Women’s empowerment or their voice is proxied using three standard decision-making variables. These variables are whether a woman has a say in: (1) decisions about her own health care, (2) large household purchases and (3) visits to immediate family and other relatives.
Before answering the question proposed above, we first investigated the broad trends in women’s empowerment in the country’s last national Demographic and Health Survey. We observed three. First, women’s participation in household decision-making increases with age, education and paid employment. Participation in all three decisions rises from 45.2% among women aged 15 to 19 to 67.9% among women aged 45 to 49. For education, women with no education have lower participation in all three decisions, at 55.3%, while women with higher education record 71.5%. In paid employment, women employed for cash have the highest participation in all three decisions, at 69.5%, compared with 59.3% among women who are not employed.
Second, empowerment strongly varies across residences, region and provinces. Urban women are rather more likely than rural women to participate in all three decisions, with 64.8% of urban women participating compared with 61.2% of rural women. Women in the Islands region record the highest participation in all three decisions, at 69.4%, while women in the Highlands record the lowest, at 55.1%. Provinces such as Madang, Gulf, East Sepik, Manus, New Ireland and East New Britain show relatively high levels of women’s participation in all three decisions. In contrast, Southern Highlands, Jiwaka and West New Britain record some of the lowest levels.
Third, household status matters, but empowerment is not determined by wealth alone. Women with more living children tend to report higher participation in decision-making. For example, women with no children report 52.7% participation in all three decisions, while women with five or more children report 65.2%. An implication is that greater household responsibility and status come with motherhood. However, women in the lowest wealth quintile report 61.6% participation in all three decisions, while women in the highest quintile also report 61.6%. Being in a wealthy household does not necessarily mean there are equal power dynamics between the couples.
We next compared women in monogamous and polygynous marriages to see how likely they were to have a say in the three decision-making areas. To do this, we analysed data from a nationally representative sample of 9,625 married women aged 15 to 49 from the most recent Demographic and Health Survey, using statistical methods that ensure the results reflect the broader population.
We estimated separate models for each of these decision-making variables as our outcome variables, including whether the woman participated in all three decisions. For these four outcome variables, the key explanatory variable was whether the woman was in a polygynous union. The models controlled for age, education, employment, number of living children, household wealth, rural-urban residence, region and acceptance of wife beating.

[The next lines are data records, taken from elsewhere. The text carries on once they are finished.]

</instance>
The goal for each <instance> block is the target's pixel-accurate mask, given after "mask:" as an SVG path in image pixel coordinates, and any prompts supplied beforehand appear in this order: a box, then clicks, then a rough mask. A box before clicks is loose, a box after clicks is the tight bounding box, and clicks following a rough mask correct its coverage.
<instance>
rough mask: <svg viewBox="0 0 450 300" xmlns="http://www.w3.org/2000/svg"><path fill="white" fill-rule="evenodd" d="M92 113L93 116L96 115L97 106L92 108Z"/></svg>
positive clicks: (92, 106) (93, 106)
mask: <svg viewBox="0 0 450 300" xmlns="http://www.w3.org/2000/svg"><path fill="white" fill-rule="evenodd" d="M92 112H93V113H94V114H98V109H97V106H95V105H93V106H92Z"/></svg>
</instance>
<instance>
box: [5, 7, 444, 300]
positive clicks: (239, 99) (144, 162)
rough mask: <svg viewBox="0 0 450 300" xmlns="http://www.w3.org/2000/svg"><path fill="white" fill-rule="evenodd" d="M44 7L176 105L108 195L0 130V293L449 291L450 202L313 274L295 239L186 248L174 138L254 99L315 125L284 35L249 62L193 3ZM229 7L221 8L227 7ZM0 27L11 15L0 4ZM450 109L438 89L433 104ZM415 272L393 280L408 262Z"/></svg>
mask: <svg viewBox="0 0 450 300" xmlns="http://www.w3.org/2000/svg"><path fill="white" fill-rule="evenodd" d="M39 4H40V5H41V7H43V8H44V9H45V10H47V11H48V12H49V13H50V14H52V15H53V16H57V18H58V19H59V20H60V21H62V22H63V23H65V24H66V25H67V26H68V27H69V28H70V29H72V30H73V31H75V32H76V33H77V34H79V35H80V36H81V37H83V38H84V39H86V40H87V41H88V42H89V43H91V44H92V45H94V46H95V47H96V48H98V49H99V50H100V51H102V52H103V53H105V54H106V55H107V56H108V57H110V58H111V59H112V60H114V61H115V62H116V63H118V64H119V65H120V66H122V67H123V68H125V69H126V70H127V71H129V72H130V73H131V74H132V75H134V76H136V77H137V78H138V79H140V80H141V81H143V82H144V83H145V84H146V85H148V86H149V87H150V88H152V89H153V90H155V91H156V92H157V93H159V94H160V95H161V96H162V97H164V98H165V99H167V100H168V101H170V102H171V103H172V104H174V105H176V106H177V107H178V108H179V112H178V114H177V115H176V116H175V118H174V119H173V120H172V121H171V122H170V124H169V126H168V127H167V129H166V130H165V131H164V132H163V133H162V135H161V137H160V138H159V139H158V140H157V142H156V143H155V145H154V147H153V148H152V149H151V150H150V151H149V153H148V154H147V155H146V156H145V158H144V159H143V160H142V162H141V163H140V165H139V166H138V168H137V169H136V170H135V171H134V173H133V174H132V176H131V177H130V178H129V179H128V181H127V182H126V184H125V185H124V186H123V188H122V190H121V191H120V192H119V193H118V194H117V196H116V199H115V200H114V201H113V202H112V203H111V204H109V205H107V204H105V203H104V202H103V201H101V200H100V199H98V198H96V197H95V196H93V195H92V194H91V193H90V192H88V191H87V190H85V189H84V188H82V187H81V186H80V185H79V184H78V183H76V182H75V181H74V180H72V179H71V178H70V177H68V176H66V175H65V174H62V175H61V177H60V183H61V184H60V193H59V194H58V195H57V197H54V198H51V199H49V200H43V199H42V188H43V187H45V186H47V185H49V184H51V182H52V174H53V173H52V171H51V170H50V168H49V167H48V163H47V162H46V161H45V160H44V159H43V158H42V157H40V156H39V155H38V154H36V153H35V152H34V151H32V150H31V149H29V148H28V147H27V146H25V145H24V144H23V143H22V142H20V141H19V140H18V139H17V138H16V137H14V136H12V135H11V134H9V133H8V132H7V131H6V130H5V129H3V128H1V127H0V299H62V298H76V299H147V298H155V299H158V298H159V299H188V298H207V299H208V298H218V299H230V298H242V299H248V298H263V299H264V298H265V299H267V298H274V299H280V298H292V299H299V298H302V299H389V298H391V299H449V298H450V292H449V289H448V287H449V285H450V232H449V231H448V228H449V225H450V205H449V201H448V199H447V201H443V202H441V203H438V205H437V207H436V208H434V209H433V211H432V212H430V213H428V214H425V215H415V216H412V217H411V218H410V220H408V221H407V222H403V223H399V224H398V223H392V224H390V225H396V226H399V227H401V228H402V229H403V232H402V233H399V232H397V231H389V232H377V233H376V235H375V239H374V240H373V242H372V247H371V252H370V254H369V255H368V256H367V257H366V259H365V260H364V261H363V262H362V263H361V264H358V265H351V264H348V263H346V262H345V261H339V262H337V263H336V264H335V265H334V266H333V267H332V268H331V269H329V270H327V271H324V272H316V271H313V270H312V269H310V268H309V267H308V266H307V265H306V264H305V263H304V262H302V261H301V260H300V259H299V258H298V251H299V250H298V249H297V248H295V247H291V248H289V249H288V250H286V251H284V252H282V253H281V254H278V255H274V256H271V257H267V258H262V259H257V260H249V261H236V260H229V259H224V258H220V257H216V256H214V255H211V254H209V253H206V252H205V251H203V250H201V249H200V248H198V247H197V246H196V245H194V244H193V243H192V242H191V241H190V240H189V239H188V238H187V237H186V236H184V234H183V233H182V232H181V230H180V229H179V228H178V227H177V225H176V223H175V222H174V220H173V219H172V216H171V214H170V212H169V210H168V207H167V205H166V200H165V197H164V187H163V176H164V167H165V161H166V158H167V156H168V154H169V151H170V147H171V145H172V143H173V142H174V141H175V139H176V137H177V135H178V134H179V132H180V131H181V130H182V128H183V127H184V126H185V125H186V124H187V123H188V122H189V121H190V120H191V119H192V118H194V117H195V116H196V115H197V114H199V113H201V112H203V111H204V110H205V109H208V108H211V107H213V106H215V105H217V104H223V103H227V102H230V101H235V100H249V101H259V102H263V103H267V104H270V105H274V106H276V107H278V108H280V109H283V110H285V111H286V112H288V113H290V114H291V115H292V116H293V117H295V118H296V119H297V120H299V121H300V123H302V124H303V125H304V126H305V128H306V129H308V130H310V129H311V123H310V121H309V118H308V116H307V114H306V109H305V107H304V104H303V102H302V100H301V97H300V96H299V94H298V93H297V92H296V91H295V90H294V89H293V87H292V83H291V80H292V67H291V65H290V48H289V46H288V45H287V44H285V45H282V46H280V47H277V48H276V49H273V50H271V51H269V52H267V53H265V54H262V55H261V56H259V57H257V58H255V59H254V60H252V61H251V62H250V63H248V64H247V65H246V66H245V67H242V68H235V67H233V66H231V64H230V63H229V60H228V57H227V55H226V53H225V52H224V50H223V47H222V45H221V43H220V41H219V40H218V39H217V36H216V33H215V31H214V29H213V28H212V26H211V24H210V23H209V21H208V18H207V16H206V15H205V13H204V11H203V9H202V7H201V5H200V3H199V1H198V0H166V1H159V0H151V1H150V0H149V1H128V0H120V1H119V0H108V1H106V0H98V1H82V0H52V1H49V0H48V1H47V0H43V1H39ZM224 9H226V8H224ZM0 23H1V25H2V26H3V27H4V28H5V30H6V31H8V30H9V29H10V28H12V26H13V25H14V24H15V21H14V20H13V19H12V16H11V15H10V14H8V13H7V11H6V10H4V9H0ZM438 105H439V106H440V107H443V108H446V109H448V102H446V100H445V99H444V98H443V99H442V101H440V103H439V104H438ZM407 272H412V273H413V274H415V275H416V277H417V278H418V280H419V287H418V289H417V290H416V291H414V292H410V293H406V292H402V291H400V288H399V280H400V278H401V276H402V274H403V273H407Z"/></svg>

Our adjusted results show that the association between polygyny and a woman’s voice remains negative across all four outcomes, although the strength of the relationship differs by decision type (Figure 1). The estimated effect is small for own health care, at about 0.6 percentage points lower, and larger for large household purchases, at about 2.9 percentage points lower. The association is stronger for visits to relatives, where women in polygynous unions are about 3.2 percentage points less likely to have a say, and strongest for the combined measure: women in polygynous unions are about 5.2 percentage points less likely to participate in all three household decisions. While the estimates for own health care and large purchases are less precise, estimates for visits to relatives and all three decisions are statistically meaningful. (See table 3 of our regression results.)
Figure 1: Average marginal effect of polygyny on women’s voice
Source: Demographic and Health Survey 2016-18, adjusted survey-weighted logit models.
Our findings are consistent with international evidence, which shows that women in polygynous unions often report lower household decision-making autonomy. For instance, in Mauritania, Florence Anfaara and colleagues found that, after accounting for socio-economic and demographic factors, women in polygamous unions’ odds of participating in decisions about their own health and large household purchases were each 35% lower, while their odds of participating in decisions about visiting family or relatives were 28% lower compared to those in monogamous marriages.
In sum, marriage structure matters for women’s empowerment in PNG. Women in polygynous unions appear to have a weaker voice in household decision-making. Our estimates have shown that polygyny is a risk factor for women’s voice. And as shown by general trends, encouraging women to delay marriages, supporting them to complete their education and engaging them in paid work are potentially protective factors.